Was meinen Sie genau mit pädagogischer Anbindung?
Dörpinghaus:Pädagogische Überlegungen sollten heute schon etwas mehr leisten können, als Arbeitszeitmodelle und Leistungsoptimierungen mit Blick auf Lernzeiten auszuprobieren. Unsere Schule ist noch heute dem Gedanken der Disziplinargesellschaft des frühen 19. Jahrhunderts und dem Leistungsdenken des Bildungsbürgertums verpflichtet. Im Grunde orientiert sich eine vermeintlich moderne Gesellschaft auf einem ihrer zentralsten Felder an völlig veralteten Paradigmen.
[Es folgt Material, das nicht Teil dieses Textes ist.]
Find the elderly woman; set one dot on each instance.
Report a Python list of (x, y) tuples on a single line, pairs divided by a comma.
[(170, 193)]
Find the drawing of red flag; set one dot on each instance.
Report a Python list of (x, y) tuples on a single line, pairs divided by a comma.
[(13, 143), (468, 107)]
Wesentlich für diese Disziplinargesellschaft war die Zeitdisziplin. Wenn wir heute also über neue Zeitmuster in Schulen nachdenken, können wir das nicht tun, ohne bereit zu sein, zugleich veraltete Prinzipien in Frage zu stellen.
Was setzt das voraus?
Dörpinghaus: Eine Schule muss sich nicht an Disziplin, Kontrolle und Leistung – die Kinder im Übrigen nicht glücklicher macht – orientieren, sondern sie kann es auch an Interesse, Neugier, Freiheit, sozialer Verantwortung und Bildung tun. Nur dazu erfordert es Mut und Vertrauen in die nachwachsende Generation. Beides ist derzeit rar gesät. So mag die Diskussion um Zeit der erste und wichtigste Schritt in die richtige Richtung sein. Dennoch sollte klar sein, dass eine sogenannte Gleitzeit nicht die Disziplinierung über die Zeit ablöst. Dazu bedürfte es eines anderen, pädagogisch-reflexiven Umgang mit Zeit.
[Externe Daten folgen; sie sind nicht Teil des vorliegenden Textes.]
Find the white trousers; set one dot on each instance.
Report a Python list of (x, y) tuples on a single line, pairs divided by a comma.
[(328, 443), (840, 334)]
Überfordert man Schüler mit so viel Verantwortung – oder ist flexible Lernzeit in unserem Bildungssystem längst überfällig?
Dörpinghaus: Verantwortung lernt man nur, wenn man Verantwortung übernimmt. Wichtig ist, dass die Übernahme pädagogisch begleitet und ein kluges, abwägendes Urteil gefördert wird. Die flexible Lernzeit – ich würde lieber von Bildungszeit sprechen, denn auch Maschinen können lernen – ist sicherlich sehr gut, aber sie fordert eben auch ein gemeinsames pädagogisches Nachdenken über Zeit selbst. Es ist ein wichtiger Aspekt moderner Bildung, die Zeitreflexion und die Lebenszeit selbst zu ihrem Gegenstand zu machen. Ohne Zweifel ist diese Verantwortung nicht für alle Schülerinnen und Schüler gleichermaßen sofort vorstellbar, auch werden Schulen damit überfordert, wenn dieses Bildungszeitprojekt nicht pädagogisch-reflexiv begleitet wird. Diese Verantwortung für Zeit ist aber gerade eine pädagogisch ambitionierte Zielvorstellung, die für demokratische Gesellschaften unabdingbar sein sollte.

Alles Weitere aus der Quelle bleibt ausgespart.